Auslöser war ein Bericht der Nachrichtenagentur Reuters, wonach die Politikerin zuletzt selbst geäußert hatte, sie würde ihr Amt aufgeben, wenn ihr dies möglich wäre. In einem im Fernsehen übertragenen Auftritt vor Journalisten zeigte sich Lam am Dienstag enttäuscht, dass frühere Bemerkungen von ihr an die Öffentlichkeit gelangt sind. Sie habe im Rahmen eines privaten Treffens lediglich Einblick in ihre Gefühlswelt gegeben. Nach Reuters-Informationen handelte es sich um eine Zusammenkunft mit führenden Wirtschaftsvertretern, von der der Nachrichtenagentur ein Tonaufnahme vorliegt.

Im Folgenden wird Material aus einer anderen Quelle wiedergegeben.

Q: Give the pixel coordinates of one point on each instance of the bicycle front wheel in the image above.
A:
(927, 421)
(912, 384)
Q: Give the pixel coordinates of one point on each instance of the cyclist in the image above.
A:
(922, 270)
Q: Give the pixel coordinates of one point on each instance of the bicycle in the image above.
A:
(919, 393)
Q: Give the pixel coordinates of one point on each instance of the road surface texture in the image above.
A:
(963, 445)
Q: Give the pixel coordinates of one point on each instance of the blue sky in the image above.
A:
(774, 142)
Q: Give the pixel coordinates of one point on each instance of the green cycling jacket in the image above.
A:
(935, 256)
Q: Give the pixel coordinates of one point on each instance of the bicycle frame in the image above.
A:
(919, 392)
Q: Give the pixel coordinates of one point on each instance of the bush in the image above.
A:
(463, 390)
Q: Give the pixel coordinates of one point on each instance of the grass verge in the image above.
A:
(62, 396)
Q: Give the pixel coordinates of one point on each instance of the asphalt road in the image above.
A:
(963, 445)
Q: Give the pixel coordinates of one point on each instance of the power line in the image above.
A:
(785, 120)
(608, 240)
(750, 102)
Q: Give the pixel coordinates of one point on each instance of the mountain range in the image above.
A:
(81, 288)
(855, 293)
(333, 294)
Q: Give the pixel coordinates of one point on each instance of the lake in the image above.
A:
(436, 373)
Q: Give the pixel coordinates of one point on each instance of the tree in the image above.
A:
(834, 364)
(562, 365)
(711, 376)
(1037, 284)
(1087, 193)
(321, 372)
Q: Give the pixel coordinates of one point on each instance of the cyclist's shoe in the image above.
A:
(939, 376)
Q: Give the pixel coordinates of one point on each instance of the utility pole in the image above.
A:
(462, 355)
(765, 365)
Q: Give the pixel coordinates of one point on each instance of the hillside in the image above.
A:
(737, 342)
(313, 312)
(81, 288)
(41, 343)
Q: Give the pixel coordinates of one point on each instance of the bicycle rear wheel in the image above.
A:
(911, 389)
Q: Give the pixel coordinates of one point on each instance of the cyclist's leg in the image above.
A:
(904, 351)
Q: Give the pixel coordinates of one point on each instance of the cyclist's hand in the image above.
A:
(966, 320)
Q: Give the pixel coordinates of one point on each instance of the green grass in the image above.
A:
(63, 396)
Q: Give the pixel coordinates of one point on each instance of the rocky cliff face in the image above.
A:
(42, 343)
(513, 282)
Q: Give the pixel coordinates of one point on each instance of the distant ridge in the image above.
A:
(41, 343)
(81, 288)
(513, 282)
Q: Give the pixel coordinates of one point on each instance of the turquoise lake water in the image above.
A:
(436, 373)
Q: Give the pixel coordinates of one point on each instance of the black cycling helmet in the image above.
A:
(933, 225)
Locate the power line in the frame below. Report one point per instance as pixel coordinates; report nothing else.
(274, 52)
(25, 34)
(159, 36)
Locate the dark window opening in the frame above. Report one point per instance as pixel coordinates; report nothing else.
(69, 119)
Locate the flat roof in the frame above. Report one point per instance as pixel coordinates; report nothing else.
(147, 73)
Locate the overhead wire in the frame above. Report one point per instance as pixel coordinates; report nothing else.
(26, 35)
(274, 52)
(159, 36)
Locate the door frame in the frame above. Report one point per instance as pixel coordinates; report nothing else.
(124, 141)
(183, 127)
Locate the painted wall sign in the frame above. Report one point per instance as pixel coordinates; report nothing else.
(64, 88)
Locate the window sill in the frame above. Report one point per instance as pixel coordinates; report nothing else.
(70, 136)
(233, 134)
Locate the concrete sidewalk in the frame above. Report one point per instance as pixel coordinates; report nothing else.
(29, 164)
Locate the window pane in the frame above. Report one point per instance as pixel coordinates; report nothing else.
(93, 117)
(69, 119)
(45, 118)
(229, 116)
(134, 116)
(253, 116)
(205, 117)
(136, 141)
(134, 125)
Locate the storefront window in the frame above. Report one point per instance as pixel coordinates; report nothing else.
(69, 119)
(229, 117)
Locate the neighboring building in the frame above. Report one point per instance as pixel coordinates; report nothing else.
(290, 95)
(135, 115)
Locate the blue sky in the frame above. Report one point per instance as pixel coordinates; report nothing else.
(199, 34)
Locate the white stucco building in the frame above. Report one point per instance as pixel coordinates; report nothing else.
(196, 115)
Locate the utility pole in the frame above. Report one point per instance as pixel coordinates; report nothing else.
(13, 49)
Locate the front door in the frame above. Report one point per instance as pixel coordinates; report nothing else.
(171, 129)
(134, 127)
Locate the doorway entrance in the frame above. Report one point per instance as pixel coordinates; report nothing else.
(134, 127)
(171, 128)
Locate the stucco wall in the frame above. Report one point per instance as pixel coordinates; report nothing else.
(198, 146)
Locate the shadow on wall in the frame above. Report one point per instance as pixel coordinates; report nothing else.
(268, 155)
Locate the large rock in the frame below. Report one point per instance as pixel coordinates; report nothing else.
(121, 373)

Demzufolge sagte Lam vergangene Woche, dass ihre Möglichkeiten, die politische Krise in Hongkong zu lösen, "sehr, sehr begrenzt" seien, da sie "zwei Herren" dienen müsse. Zugleich deutete die Regierungschefin an, dass die Lage in der Sonderverwaltungszone inzwischen Sache der chinesischen Zentralregierung sei. Die Angelegenheit sei auf eine "nationale Ebene" gehoben worden, sagte sie.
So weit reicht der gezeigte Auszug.